Muszę przyznać, że do tej książki przyciągnął mnie jej opis. Kryminał i służby specjalne w tle? Brzmi jak kandydat na bardzo dobrą i mocną powieść. Ona taka jest... mniej więcej do połowy. Pierwszą część przeczytałem z zapartym tchem w jedno popołudnie, natomiast w pewnym momencie robi się takie odcięcie i akcja już nie jest taka wartka a przygody głównych bohaterów robią się zwyczajnie w świecie lekko nudnawe. Wydaje się, że książka powinna być nieco krótsza i nic by nie straciła na swojej wartości. Mimo to wydaje mi się, że dla fanów tego typu pozycji jest to lektura obowiązkowa.
Słuchałam w audiobooku. Tak, widziałam te 3,67/5 na goodreads i w sumie rozumiem, jest to zapewne skutek niektórych przydługich i niepotrzebnych opisów, w pewnych momentach. Choć ja akurat słuchałam w audio jak już wspomniałam, a że Pan Krzysztof Gosztyła bardzo dobrze umie operować głosem, to za bardzo tego nie odczułam. W pewnych momentach były emocje, ale podkreślam, że nie we wszystkich. A no i taka ciekawostka. Zakończenie jest takie, że ma się ochotę wyrzucić telefon/książkę/cokolwiek za czyją pomocą czytacie, przez okno albo rozwalić o ścianę. Tak, zdecydowanie moje ulubione.
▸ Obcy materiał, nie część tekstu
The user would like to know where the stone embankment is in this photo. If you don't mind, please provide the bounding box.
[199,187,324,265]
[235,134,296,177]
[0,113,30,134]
Takie są przecież najlepsze :). Właśnie w tym momencie zakończenia dowiedziałam się również, że jest to CZĘŚĆ PIERWSZA (swoją drogą to wiele wyjaśniało, bo jeżeli książka zakończyłaby się w takim momencie w jakim się zakończyła, ale bez kontynuacji to byłabym naprawdę bardzo zła). Jak się dowiedziałam? Nie, nie z opisu. Lektor po prostu po ostatnim zdaniu przeczytał coś w stylu: Koniec części pierwszej. A ja byłam rozdarta, no bo jak to TO BYŁA PIERWSZA CZĘŚĆ I NIKT MI O TYM NIE POWIEDZIAŁ?! A poza tym wydana została w 2020 a mamy 2023. GDZIE JEST DRUGA CZĘŚĆ PANIE MARKU?! Bo sprawa wygląda tak, że jakbym wiedziała, że nie ma 2 części to bym się nawet za nią nie brała. Ot co. Ale wracając. Czy polecam? No jasne, że polecam. W ogóle i tak chciałam zacząć przygodę z Panem Stelarem, a że to było w polecanych, to się jakoś tak nawinęło i nie żałuję! Czytajcie, bo warto.
Jeśli mam ochotę, tak jak teraz na kryminał/sensację/thriller to bez żadnego zastanowienia wiem, że mogę sięgnąć po Marka Stelara. Nie ważne w zasadzie którą z nie czytanych jeszcze pozycji wybiorę to z pewnością się nie zawiodę, co więcej z dużą pewnością mogę założyć że będę się bawił wręcz doskonale. Nie inaczej jest w przypadku Intruza. Niby jak czytasz plot fabuły to ot zwykła książka o szpiegach i służbach, jakich czytałeś już mnóstwo, ale tutaj w zasadzie od ręki jest takie przykucie uwagi, że ani na moment nie chcesz odkładać lektury i zanim się obejrzysz jesteś w 1/4. To jest niewątpliwie talent tego autora, iż w zasadzie z każdego zalążka potrafi wytworzyć totalnie pędzącą fabułę. Tylko uwaga na koniec, to jeszcze część pierwsza a drugiej póki co brak, szkoda że nie jest to nigdzie zaznaczone, tym bardziej że od wydania tej części minęły już 4 lata i próżno szukać dalszych a jednak zakończenie cały czas pozostaje otwarte.
Dla fanów kryminałów oraz książek szpiegowskich. Czytając nie widzialam, że jest to seria, myślałam, że poznam rozwiązanie historii. A tak trzeba czekać na kolejny tom.